What is WebDriver and How does it work?

WebDriver is a protocol used for web browser automation. It can drive a browser to perform various tests on web pages as if a real user was navigating through them. It allows simulating user actions such as clicking links, entering text and submitting forms, which can help test if your website is working as intended. It is usually used for front-end testing and web crawling in a headless environment. WebDriver clients (such as Selenium WebDriver) interact with WebDriver servers (e.g. chromedriver, geckodriver) to launch and control browsers. In Capture-the-Flag (CTF) competitions, WebDriver clients are often used to play the role of a victim user (aka. XSS bot) and simulate user interactions to trigger player-supplied XSS payload.


A python script using Selenium Webdriver to launch Chrome and execute JavaScript on example.com

Let me take this example code to explain how WebDriver works. In line 4, the Selenium WebDriver client communicates with chromedriver to launch a Chrome instance, instructs Chrome to visit example.com, executes a piece of JavaScript code, and then quit the browser to end it all.


Sequence diagram of the interactions between WebDriver, chromedriver and Chrome

In this process, WebDriver passes commands to the browser through the driver and receives information via the same route. The driver is responsible for controlling the actual browser, using the browser’s built-in support for automation. For example, chromedriver launches a Chrome instance with the option “–remote-debugging-port=0”. This causes the Chrome instance to enable the remote debugging feature on a random port for chromedriver to take control of it.

Since the browser vendors themselves create most drivers, the protocol used between driver and browser may vary. Chromium-based browsers use Chrome DevTools Protocol, a set of HTTP and WebSocket endpoints listening on port 9222 by default, whereas Firefox uses its own Marionette Protocol to send and receive JSON-encoded data over a TCP socket. It listens on port 2828 unless otherwise specified.

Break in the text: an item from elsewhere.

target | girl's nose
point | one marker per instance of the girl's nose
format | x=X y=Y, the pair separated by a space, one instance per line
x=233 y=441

These drivers are required to follow the W3C standards for WebDriver Protocol and provide consistent REST APIs.


The image shows the default ports the drivers/browsers will be listening to if launched manually, whereas, with WebDriver, the ports are randomized to avoid collisions.

In conclusion, when I use WebDriver to enable the browser visit to some web pages, typically, there will be two open ports on localhost, and at least one of them is an HTTP service providing REST APIs. (Safari is an exception, as its driver and the browser itself are highly integrated within macOS, they talk to each other over XPC Services)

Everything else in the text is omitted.